ISSN 1662-4009 (online)

ESPE Yearbook of Paediatric Endocrinology (2022) 19 5.6 | DOI: 10.1530/ey.19.5.6

ESPEYB19 5. Bone, Growth Plate and Mineral Metabolism Advances in clinical practice (5 abstracts)

5.6. Vitamin D level and fractures in children and adolescents: a systematic review and meta-analysis

Zheng C , Li H , Rong S , Liu L , Zhen K & Li K



Bone Miner Metab. 2021 Sep;39(5):851-857Abstract: https://pubmed-ncbi-nlm-nih-gov.proxy.kib.ki.se/34115219/

In brief: Vitamin D plays a pivotal role in calcium homeostasis and bone health; a question is therefore frequently raised regarding the risk of fractures in children with vitamin D deficiency. This is more pertinent in safeguarding cases where it is not uncommon to find fractures along with vitamin D deficiency or insufficiency.

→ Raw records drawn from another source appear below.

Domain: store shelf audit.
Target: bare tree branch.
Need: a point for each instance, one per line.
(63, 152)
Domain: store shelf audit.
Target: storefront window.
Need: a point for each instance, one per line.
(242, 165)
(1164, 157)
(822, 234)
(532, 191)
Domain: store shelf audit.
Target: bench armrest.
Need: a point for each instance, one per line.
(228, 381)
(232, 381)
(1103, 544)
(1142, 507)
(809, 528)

In this meta-analysis, no relationship between vitamin D levels and the risk of bone fractures in children and adolescents was found.

Commentary: In this meta-analysis, the authors identified 13 studies with 3983 participants <18 years old (n=2570 in the control group and n=1373 in the fracture group) that reported bone fractures and 25OHD values. Children with metabolic bone disorders including rickets, chronic diseases and prolonged steroid use were excluded. Using the Newcastle–Ottawa scale, 2 articles were of moderate quality and 11 articles were of high quality.

There were no significant differences in 25OHD levels in the control and fracture groups; there was no publication bias (P = 0.282 in Egger’s test). Sensitivity analysis, OR = 1.22 (95% CI: 0.96, 1.56), I2 = 0%, and P = 0.64 demonstrated no significant difference in the proportion of subjects with vitamin D deficiency between the fracture and control groups; there was no publication bias (P = 0.156 in Egger’s test). These analyses suggest that fractures in children may not be related to vitamin D levels. Given that only case-control and cross-sectional studies were included in the analyses (because of the inclusion criteria), large cohort studies and their metanalyses will be required to confirm the role of vitamin D deficiency and insufficiency in fractures in children and adolescents.